Taking the Fifth
William Nordhaus, an economics professor at Yale has written "The Challenge of Global Warming: Economic Models and Environmental Policy." Before you get too excited about it, keep in mind he'll keep revising it until he gets it right. This is the 5th model.- "It represents the fifth major version of modeling efforts, with earlier versions developed in the periods 1974-1979, 1980-82, 1990-1994, and 1997-2000. Many of the equations and details have changed over the different generations, but the basic modeling philosophy remains unchanged: to incorporate the latest economic and scientific knowledge and to capture the major elements of the economics of climate change in as simple and transparent a fashion as is possible." p. 6
If I've ever seen a license to steal while polluting the carbon exchange tax is it. And I've never been able to figure out just who gets this tax--I mean after the wealthy Scandinavians who control it take their profit. Or do they get to keep all of it? I think it will be like Ohio's tobacco settlement, which recently went up in smoke. Wasn't it suppose to go for health care or something related to the damage cigarettes have caused. I remember when some of the librarians at OSU were given this stuff like play money! The legislators are just too sticky fingered to be safe around large puddles of uncommitted money.
- "Trading emissions permits is one of the great innovations in environmental policy. The advantage of allowing trade is that some firms can reduce emissions more economically than others. If a firm has extremely high costs of reducing emissions, it is more efficient for that firm to purchase permits from firms whose emissions reductions can be made more inexpensively. This system has been widely used for environmental permits, and is currently in use for CO2 in the European Union (EU). As of summer 2007, permits in the EU were selling for about €20 per ton of CO2, the equivalent of about $100 per ton of carbon." p. 21
So who pays the most? Well, the poor of course. That's who always pays with the schemes of the liberals to "improve" the world. They lose their homes in the name of urban renewal; they have to scramble for scarce housing so they can live in homes with no lead paint or asbestos; their children get to sit for hours on a bus so the children of legislators and government workers can go to private school (that's the rich's version of school choice) and spend their free time playing; they get to eat cheap processed food high in salt, fat and sugar so Obama Mamas can drive to the organic farm market in hybrid cars. Rich legislators don't put wind farms in their view; or nuclear plants in their back yard!

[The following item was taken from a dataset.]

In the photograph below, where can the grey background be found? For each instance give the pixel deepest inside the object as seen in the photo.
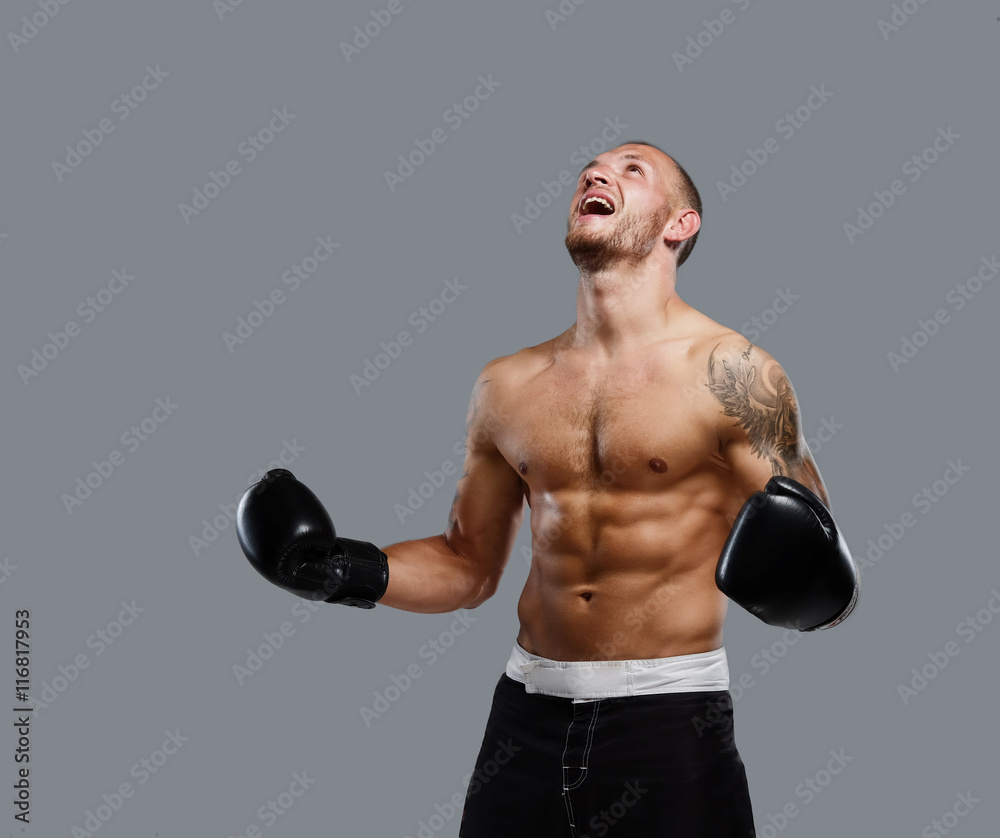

And if the poor or retired live in rural areas--it's a dear price to pay to drive to Wal-Mart (if the liberals allowed one to be built) at over $4 a gallon, especially if they believed the Democrats pipe dream in 2006 that they would take care of them; and they are driving past fields of corn growing for the rich man's hybrid. Didn't you hear Obama's speech last night? NOW that you've finally selected a wealthy, biracial, inexperienced community organizer to be your president, we'll have health care for the poor! Well, golly miss molly, what in the world is this break-the-bank, Medicaid, SCHIP and Medicare we've been paying for?
I guess he's too young to remember the War on Poverty. Aren't we still paying the bill for that one?
1 comment:
Politics breeds promises of change yet, here we are, digging ourselves a bigger and deeper hole after each election year after year. The mere fact that our politicans expound solutions to the same old social problems should remind us their actions will not match their words. But... the masses fall for the words everytime. I believe in Murray's solution: Down with the two party system, delegates and SUPER DELEGATES!!